Au cœur des inquiétudes : les liquidations judiciaires en cascade de copropriétés marseillaises. « Depuis des années, on voit des liquidateurs gonfler les factures, alourdir les charges et pousser les propriétaires à vendre à bas prix. Avant, cela touchait surtout les petites copros. Aujourd’hui, même les grandes sont concernées », poursuit Anissa.
Gaspard, du collectif Chômeur.euses précaires, rattaché au syndicat Solidaires 13, cite l’exemple de la Belle-de-Mai : « On a laissé le quartier le plus pauvre d’Europe se dégrader. Et maintenant que le tramway arrive et qu’un commissariat doit ouvrir, tout pourrait être “réglé” d’un coup. Mais où vont aller les habitants qui peinent déjà à se loger ? » Entre travaux, nouveaux commerces et projets urbains, la gentrification s’installe doucement dans ce quartier populaire du 3ᵉ arrondissement.

Un espace de vie et de végétation devrait prendre place autour de la place Caffo. Photo C.M.

Des habitants qui s’organisent

Sur le terrain, mobiliser les personnes touchées reste compliqué. « Quand on est mal logé, on est noyé sous les démarches. On a peur de l’avenir, on court partout… On se laisse vite dépasser », confie Anissa, qui parle en connaissance de cause. Elle-même a été délogée en 2018.
Pourtant, certains habitants prennent les choses en main. Sébastien, résident de la Belle-de-Mai et cofondateur du collectif Qu’est-ce qui s’tram, s’inquiète des conséquences du futur tramway, prévu en 2030. « Rien que rue Loubon, 51 immeubles sont concernés par le tracé », explique-t-il. « La Métropole a décidé de donner mandat au maître d’œuvre de en lui demandant “de limiter les dégâts”, comme pour dire : “Ce n’est pas nous”. Une posture qui nous inquiète. » Une politique à la Ponce Pilate qui a poussé les riverains à s’organiser.
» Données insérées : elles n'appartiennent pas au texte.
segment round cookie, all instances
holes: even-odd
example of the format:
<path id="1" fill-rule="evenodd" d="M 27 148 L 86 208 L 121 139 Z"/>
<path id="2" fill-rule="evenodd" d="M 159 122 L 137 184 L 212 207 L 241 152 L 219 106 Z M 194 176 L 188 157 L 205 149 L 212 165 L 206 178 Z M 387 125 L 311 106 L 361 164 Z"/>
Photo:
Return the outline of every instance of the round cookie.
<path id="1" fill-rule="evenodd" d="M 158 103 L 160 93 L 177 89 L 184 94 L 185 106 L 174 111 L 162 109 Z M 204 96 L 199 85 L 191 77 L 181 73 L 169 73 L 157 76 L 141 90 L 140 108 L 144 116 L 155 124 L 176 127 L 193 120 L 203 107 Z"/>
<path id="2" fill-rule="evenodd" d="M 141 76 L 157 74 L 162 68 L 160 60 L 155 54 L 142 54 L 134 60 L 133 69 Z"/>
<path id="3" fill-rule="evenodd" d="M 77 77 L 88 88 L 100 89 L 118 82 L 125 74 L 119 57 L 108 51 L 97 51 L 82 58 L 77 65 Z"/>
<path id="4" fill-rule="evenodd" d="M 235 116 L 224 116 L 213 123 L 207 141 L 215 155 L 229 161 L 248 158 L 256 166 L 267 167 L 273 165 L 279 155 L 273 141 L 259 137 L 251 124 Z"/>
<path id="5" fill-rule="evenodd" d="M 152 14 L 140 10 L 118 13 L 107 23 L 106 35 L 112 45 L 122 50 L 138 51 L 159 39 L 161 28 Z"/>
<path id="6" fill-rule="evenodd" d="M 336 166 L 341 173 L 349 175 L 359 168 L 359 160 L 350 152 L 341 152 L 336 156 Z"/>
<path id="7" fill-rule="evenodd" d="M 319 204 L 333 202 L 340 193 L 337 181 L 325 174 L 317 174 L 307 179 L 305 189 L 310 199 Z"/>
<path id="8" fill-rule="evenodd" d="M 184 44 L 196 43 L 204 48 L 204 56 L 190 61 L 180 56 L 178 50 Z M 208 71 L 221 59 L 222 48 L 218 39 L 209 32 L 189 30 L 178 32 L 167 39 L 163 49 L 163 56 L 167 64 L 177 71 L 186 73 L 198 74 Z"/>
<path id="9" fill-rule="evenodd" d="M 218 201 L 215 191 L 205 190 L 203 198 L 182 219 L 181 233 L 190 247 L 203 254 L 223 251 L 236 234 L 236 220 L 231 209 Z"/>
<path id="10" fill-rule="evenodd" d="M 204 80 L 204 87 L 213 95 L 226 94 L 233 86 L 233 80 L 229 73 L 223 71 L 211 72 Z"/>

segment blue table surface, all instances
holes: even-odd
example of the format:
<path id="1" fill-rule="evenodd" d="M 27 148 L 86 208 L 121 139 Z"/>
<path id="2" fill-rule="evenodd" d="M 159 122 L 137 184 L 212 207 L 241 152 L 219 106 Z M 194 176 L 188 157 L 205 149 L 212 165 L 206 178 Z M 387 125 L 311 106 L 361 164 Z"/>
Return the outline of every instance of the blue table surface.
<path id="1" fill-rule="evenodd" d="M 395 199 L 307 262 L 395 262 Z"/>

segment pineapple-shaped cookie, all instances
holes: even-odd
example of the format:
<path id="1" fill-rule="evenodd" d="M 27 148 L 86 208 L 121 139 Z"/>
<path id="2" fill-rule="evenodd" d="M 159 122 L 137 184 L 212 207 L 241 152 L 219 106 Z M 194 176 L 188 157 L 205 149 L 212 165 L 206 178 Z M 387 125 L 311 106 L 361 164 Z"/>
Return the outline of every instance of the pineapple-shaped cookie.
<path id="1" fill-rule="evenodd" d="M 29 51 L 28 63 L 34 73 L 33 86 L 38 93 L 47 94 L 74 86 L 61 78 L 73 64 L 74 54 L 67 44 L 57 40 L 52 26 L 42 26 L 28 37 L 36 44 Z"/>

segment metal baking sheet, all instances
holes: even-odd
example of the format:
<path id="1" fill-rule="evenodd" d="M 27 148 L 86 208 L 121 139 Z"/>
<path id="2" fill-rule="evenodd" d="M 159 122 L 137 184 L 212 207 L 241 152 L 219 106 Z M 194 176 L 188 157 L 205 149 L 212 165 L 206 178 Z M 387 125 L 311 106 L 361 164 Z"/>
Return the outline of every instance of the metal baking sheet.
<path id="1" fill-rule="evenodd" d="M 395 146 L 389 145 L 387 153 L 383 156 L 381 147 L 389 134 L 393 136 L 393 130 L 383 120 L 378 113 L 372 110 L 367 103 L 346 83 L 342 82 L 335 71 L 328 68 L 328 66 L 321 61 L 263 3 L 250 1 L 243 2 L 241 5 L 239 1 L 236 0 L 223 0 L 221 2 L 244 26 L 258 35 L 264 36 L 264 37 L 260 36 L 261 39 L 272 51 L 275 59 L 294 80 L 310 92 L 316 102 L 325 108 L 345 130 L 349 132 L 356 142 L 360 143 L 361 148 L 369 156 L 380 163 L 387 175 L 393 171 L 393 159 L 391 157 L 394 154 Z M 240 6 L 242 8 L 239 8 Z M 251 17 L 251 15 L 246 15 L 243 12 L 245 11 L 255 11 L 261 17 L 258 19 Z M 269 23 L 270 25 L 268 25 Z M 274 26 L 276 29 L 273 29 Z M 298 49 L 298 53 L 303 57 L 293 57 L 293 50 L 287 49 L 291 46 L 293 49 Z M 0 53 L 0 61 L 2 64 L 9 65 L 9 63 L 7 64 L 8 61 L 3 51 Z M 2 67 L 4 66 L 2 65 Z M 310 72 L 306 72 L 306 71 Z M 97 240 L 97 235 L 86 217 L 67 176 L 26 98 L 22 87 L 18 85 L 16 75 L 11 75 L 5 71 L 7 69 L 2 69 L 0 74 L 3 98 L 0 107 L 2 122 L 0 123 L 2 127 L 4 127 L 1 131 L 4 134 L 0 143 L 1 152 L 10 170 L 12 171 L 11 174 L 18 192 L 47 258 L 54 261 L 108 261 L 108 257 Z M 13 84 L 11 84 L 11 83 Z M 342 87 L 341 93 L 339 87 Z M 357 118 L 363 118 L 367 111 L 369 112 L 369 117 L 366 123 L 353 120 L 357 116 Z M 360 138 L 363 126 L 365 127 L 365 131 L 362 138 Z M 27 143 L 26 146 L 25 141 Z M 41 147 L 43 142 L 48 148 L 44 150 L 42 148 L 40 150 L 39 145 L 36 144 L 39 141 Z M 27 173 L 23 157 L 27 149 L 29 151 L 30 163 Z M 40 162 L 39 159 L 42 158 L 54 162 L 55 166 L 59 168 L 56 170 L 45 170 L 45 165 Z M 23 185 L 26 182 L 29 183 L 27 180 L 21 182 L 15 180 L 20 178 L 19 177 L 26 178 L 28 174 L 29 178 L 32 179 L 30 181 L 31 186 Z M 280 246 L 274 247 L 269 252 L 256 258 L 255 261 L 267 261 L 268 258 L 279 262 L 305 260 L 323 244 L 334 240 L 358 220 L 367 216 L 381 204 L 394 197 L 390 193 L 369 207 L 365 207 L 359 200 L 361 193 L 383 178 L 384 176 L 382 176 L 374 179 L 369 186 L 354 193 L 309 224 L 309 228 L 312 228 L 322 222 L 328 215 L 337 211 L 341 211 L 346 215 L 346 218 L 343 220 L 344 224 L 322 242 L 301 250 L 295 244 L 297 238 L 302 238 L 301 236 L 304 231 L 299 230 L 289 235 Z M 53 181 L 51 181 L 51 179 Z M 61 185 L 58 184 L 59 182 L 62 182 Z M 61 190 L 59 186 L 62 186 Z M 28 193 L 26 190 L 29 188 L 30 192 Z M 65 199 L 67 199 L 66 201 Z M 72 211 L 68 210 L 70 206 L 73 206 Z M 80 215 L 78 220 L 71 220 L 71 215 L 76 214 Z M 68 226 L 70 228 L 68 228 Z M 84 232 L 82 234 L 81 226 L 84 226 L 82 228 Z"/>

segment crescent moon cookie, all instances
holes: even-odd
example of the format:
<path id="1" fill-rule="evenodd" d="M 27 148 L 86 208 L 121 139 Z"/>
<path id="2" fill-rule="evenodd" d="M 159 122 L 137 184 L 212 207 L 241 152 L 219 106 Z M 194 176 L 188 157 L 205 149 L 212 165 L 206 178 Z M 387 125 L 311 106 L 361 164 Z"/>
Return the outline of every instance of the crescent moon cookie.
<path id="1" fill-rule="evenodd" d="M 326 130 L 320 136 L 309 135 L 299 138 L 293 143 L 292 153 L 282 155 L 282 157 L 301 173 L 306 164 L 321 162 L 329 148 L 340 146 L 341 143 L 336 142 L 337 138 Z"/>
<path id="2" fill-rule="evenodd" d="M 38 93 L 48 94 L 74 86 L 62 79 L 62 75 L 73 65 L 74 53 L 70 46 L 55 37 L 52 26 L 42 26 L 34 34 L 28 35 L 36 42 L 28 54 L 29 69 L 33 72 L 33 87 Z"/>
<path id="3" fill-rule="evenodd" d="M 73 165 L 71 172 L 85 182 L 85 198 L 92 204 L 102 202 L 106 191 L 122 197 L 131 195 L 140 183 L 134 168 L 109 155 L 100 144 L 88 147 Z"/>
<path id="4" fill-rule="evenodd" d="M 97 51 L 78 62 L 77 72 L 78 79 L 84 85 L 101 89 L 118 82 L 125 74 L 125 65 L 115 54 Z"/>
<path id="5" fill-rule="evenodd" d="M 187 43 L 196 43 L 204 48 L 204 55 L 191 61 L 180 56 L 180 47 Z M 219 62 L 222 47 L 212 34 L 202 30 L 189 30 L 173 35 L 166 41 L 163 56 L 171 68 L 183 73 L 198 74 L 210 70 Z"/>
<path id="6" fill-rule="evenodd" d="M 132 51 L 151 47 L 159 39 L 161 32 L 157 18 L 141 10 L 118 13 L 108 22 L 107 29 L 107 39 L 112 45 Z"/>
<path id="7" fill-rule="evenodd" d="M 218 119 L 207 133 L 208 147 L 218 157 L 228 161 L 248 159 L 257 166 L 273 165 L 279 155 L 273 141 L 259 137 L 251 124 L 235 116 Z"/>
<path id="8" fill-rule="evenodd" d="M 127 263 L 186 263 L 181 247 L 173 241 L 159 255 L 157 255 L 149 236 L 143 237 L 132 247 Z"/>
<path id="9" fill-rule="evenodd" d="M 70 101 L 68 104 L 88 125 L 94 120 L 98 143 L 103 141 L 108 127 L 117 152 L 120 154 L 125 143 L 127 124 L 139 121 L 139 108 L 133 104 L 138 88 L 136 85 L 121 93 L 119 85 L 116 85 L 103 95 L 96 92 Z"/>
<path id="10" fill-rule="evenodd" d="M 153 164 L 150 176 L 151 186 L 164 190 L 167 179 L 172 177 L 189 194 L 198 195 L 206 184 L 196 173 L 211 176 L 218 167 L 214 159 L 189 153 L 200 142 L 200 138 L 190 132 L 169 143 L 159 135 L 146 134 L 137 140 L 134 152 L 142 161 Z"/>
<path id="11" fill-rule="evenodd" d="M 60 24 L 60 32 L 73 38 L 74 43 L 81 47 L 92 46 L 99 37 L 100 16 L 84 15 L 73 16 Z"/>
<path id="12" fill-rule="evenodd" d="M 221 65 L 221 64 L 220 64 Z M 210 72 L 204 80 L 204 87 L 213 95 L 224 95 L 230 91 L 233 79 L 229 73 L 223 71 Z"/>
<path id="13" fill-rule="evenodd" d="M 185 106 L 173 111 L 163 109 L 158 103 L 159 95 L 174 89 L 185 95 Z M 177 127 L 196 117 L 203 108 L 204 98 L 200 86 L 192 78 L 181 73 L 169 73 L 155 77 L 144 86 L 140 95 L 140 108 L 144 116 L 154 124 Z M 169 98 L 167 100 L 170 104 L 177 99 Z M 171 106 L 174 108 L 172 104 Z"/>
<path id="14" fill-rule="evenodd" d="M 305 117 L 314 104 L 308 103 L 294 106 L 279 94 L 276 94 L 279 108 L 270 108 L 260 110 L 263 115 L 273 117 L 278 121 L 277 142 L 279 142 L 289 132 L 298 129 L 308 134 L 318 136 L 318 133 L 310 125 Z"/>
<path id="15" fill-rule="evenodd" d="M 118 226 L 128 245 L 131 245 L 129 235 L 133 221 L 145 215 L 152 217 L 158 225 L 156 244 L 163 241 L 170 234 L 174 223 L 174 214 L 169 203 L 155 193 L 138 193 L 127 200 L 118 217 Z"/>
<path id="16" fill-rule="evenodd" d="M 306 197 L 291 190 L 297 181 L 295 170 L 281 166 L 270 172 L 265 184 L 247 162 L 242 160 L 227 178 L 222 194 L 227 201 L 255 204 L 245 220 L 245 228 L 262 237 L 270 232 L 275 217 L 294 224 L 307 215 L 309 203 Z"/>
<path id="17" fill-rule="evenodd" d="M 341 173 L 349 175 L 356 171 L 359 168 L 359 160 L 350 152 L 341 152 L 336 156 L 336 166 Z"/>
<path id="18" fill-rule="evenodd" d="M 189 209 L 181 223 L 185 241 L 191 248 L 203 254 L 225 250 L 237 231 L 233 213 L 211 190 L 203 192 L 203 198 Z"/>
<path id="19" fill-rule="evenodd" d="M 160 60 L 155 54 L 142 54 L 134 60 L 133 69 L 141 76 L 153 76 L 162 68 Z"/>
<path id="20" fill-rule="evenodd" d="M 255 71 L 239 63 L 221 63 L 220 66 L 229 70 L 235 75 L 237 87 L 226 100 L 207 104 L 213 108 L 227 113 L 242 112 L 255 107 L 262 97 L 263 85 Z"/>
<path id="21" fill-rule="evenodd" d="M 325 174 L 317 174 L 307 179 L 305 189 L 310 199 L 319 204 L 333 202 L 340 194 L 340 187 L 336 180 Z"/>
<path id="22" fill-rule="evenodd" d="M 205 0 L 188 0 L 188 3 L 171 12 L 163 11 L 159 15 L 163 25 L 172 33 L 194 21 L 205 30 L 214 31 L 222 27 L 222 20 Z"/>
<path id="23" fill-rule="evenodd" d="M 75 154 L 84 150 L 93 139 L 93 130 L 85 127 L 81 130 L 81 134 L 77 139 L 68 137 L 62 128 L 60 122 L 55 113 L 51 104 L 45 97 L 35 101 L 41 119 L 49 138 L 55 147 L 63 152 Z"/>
Le bâtiment de 133 logements est réparti en deux copropriétés. Photo C.M.

D’autres, isolés, cherchent eux aussi à comprendre ce qui leur arrive. Florence, copropriétaire de la tour Bel Horizon, voit son immeuble menacé de démolition. « Je suis propriétaire depuis 2009 et je ne me suis jamais sentie aussi démunie », souffle-t-elle. Entre dégradations, dettes, squats et narcotrafic, l’ensemble conçu par l’architecte André Dunoyer de Segonzac a perdu de son prestige. Le 26 novembre, un jeune homme de 18 ans y a été tué abattu sur fond de trafic de drogues.
Malgré tout, Florence continue de payer ses charges. Des charges qui étaient de 300 euros par mois avant la liquidation judiciaire et qui sont passées à 500 dès 2023. « Alors qu’un ascenseur sur trois fonctionne, c’est à ne plus rien comprendre », conclue Florence interloquée.

Un documentaire sur le mal logement

Pendant tous les échanges auxquels assiste l’Assemblée des délogés, Jacinto et sa caméra ne sont jamais loin. « L’idée est de filmer le plus de réunions et de rencontres possible pour avoir assez de matériel afin de sensibiliser le public à la question du mal-logement », explique le cinéaste et membre des délogés. Si, pour l’instant, une diffusion sur les réseaux sociaux est privilégiée, avec un format de vidéos courtes, l’idée d’un documentaire plus long est déjà dans les tuyaux.
L’Assemblée n’a pas prévu de budget pour tourner ce film : la démarche de Jacinto est entièrement altruiste et peut se concrétiser grâce à la coopération de tous.

Face à l’urgence, collectifs et habitants espèrent organiser, d’ici mars, une large mobilisation et des états généraux du logement à Marseille.